The Art of Manliness has a fantastic illustration and article on antifragility.
One of my favorite authors, Nassim Nicholas Taleb, describes things–organisms, objects, systems, et cetera–as being either fragile, robust, or antifragile based on how they react to disorder. This distinction helps us talk about everything from pebbles to companies, and I may use these terms to describe things like software.
The first of the three categories is the fragile. Fragile things generally don’t benefit from disorder (randomness, stress, change, volatility, variation, chaos, and the like). For example, computers don’t like variation in their environment. Hardware requires regulated temperatures, and user errors can have disastrous consequences on software systems. The best condition for a computer to operate in is a highly-regulated, predictable bubble. It is more often harmed by environmental randomness (say, a busted fan) than helped.
The second category describes the robust. Robust things are not affected much by disorder. A rock is more robust than a computer because it can withstand a greater number of physical and chemical shocks. Rocks can endure boiling temperatures, handle gallons of coffee spilled on them, and even resist users throwing keyboards at them. It takes thousands of years for the stress of wind and water to whittle a rock down to dust–rocks are resiliently robust.
The third and final category is the antifragile. Antifragile things can benefit from disorder. When stressed, antifragile things bounce back and return greater than when they started. For example, muscles don’t grow stronger unless they are subject to varying demands–they don’t improve by resting all the time. And while pushing muscles to their limits may cause temporary soreness, those same muscles gain long-term strength.
Antifragility has its limits, of course. With enough stress, almost anything will break. The important idea is that the antifragile has the possibility to improve in a chaotic environment, while the fragile tends to break.
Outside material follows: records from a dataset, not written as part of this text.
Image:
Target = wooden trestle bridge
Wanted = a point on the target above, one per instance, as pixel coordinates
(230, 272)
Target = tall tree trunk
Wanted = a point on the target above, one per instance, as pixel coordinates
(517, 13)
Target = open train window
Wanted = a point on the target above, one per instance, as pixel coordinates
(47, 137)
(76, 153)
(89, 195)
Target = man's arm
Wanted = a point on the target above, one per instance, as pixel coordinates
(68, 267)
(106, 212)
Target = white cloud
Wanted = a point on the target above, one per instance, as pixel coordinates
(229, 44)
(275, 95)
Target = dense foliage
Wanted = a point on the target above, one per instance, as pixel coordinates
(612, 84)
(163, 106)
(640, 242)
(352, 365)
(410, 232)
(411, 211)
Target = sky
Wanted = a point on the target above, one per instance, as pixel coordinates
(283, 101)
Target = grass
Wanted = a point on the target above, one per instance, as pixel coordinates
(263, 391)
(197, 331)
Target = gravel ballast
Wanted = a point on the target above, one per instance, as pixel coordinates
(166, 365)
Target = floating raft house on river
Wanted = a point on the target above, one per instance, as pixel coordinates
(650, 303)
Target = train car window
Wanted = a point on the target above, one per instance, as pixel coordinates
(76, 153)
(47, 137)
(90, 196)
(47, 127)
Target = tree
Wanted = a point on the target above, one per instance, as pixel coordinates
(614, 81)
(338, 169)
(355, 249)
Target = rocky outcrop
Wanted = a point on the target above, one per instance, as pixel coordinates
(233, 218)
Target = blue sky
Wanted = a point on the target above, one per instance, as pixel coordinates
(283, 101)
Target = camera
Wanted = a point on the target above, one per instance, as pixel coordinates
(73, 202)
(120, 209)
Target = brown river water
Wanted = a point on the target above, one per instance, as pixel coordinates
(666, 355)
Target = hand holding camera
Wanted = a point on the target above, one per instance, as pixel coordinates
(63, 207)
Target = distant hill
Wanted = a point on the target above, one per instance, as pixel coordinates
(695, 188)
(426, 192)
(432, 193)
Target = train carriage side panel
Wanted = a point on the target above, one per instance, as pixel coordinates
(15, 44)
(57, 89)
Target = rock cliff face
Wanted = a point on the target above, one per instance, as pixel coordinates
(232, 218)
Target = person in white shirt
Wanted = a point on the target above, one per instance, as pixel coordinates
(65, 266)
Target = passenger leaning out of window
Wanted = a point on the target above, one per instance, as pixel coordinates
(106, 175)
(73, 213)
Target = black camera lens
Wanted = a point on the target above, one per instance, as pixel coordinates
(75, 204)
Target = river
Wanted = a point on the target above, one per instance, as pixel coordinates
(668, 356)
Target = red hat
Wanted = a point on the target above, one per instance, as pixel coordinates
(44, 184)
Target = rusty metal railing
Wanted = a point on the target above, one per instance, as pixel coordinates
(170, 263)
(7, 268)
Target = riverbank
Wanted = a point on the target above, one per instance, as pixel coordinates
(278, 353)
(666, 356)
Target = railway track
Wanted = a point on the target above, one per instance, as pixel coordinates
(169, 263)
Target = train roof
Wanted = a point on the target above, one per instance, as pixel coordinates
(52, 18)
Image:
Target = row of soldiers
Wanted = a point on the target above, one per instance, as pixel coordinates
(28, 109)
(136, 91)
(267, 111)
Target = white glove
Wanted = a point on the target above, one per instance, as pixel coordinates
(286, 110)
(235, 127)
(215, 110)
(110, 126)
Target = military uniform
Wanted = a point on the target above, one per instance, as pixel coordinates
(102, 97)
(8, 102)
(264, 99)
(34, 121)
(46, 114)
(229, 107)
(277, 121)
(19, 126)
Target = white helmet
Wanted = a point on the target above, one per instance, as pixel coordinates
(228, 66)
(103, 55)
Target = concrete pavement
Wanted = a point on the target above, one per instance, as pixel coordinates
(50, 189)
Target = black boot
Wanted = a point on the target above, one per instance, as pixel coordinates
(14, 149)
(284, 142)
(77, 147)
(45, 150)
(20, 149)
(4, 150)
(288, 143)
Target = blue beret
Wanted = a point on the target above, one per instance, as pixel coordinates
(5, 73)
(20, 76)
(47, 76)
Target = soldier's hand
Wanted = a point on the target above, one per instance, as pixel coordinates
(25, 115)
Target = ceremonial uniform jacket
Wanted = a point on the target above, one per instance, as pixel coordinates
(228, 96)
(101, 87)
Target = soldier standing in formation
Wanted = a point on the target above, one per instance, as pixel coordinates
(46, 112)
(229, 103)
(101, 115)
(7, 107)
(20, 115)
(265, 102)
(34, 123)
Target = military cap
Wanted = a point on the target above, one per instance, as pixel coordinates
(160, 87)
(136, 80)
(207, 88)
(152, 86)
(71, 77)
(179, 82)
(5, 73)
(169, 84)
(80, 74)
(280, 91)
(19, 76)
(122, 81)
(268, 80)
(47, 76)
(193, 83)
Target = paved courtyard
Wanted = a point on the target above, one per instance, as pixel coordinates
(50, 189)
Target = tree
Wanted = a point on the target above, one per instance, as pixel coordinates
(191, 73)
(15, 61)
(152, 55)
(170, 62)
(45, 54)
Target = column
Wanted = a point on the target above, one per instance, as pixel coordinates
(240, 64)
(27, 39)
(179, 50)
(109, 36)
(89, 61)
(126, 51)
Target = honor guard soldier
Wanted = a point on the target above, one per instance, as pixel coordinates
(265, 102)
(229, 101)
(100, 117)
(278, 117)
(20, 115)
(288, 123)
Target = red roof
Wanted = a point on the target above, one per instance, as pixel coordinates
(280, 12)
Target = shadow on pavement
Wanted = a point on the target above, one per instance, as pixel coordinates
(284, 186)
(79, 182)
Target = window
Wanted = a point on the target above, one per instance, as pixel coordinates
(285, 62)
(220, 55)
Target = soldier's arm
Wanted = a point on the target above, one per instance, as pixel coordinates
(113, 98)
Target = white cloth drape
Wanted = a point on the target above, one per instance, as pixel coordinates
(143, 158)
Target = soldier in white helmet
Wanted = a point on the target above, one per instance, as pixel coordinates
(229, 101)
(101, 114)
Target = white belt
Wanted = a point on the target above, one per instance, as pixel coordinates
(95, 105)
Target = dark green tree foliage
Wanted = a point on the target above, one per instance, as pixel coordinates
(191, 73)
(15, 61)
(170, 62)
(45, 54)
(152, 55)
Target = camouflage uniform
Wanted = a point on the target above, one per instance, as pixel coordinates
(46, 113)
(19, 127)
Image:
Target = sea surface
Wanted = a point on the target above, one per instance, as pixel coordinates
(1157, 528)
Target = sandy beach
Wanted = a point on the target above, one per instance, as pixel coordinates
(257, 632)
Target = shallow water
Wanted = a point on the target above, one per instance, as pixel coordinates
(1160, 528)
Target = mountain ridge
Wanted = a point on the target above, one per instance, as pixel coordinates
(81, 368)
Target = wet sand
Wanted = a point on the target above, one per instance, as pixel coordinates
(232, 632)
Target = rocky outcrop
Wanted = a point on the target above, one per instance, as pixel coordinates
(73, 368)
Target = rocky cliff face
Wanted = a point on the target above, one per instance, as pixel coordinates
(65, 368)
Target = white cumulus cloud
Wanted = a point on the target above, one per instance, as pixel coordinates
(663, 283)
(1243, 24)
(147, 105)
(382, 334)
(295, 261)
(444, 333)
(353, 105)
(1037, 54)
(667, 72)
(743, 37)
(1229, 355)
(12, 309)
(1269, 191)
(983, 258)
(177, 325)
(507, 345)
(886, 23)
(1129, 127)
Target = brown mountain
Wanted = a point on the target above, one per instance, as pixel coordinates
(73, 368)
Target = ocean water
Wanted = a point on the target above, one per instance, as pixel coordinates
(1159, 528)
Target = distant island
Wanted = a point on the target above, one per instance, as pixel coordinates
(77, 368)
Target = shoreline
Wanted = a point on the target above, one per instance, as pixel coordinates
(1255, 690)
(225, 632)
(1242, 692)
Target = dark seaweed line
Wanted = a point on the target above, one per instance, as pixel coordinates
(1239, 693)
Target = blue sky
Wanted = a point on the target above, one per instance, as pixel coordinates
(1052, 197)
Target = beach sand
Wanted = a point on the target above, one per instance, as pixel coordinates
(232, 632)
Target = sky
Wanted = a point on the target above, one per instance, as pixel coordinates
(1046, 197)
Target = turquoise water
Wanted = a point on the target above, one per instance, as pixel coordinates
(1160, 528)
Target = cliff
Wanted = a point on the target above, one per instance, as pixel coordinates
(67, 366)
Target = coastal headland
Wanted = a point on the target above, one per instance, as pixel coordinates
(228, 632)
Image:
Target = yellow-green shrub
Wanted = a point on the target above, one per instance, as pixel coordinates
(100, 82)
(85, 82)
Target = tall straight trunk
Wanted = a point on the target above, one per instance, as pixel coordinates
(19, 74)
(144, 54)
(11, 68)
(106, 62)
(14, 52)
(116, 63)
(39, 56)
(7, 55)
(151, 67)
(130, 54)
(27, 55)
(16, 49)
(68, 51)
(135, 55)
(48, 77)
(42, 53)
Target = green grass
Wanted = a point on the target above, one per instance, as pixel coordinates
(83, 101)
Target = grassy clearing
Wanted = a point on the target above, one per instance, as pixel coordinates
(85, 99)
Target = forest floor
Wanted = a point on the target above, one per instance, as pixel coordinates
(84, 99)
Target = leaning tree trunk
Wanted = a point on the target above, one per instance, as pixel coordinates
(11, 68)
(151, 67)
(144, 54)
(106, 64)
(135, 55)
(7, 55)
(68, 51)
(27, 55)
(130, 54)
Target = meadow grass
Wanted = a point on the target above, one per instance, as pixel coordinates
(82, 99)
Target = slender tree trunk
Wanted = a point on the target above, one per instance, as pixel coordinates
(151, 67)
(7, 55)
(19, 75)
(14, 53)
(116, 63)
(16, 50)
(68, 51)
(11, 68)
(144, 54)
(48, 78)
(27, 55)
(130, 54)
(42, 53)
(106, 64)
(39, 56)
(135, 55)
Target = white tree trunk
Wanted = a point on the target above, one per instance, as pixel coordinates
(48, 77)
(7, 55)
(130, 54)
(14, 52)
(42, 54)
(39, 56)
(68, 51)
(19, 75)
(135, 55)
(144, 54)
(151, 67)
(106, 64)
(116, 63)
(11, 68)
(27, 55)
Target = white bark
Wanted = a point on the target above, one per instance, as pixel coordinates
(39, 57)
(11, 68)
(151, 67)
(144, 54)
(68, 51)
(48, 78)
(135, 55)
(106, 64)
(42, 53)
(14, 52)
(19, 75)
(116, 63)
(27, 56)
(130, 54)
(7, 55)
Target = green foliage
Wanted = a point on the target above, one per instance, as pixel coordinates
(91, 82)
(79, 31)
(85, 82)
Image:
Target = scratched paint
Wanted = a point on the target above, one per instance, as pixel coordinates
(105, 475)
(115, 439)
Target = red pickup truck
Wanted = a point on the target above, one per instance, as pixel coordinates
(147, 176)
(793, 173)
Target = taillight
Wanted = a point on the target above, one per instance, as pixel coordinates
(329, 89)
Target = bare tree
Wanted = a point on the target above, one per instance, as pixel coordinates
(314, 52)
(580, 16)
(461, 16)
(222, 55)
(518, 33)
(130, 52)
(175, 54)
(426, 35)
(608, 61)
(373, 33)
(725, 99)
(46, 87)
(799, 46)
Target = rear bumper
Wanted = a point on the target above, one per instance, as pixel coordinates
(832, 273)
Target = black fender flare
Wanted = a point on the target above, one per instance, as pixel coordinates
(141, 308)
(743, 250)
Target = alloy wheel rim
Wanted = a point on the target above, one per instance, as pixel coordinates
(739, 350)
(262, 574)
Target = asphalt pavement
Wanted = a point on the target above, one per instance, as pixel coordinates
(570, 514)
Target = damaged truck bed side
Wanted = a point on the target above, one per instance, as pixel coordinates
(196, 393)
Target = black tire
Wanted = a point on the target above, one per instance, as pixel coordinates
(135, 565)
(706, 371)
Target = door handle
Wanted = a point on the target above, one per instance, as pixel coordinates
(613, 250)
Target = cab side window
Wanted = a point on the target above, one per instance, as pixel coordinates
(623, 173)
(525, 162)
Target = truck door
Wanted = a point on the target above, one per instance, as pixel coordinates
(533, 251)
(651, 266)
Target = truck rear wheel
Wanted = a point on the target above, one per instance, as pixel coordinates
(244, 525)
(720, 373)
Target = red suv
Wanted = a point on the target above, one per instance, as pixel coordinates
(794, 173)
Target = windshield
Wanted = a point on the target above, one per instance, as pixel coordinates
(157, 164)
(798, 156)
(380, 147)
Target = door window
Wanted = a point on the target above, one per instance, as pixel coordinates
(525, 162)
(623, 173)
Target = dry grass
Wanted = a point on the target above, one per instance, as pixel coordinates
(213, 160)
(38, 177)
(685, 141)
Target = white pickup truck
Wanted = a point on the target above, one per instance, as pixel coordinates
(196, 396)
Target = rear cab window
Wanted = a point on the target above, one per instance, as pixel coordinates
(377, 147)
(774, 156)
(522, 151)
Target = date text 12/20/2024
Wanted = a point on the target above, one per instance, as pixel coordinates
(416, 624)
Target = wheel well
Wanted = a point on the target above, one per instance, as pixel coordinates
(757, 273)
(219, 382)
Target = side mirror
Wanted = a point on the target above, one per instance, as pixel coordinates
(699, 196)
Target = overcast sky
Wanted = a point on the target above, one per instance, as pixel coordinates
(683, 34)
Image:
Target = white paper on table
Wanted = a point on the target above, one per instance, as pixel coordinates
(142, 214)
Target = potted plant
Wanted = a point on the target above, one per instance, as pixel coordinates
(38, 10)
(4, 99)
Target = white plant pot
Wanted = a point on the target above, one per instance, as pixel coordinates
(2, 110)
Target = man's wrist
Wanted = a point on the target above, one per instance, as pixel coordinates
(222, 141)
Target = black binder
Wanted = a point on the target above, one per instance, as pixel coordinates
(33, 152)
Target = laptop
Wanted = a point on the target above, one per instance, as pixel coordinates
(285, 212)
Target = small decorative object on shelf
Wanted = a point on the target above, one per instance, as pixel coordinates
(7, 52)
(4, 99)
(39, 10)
It is also important to note that things are not rigidly placed into one category in the triad. There is no unit of measurement for fragility, so things can only be labeled as more or less fragile than other things. It is also possible to be antifragile in some ways yet fragile in others. A plant can benefit from variation in temperature, yet remain vulnerable to disease.
Now that we know about the triad of fragility, robustness, and antifragility, what do we do? I think that many of the systems we have in place today suffer when exposed to disorder. However, we can improve these systems. Because the world is full of randomness, a system that can harness unpredictability is more likely to survive than a fragile one. In fact, many systems already have antifragile tendencies. So by knowing the distinction between fragile, robust, and antifragile, we can actively work towards making ourselves and our systems benefit from disorder.
How do you think we can create things that gain from unpredictability?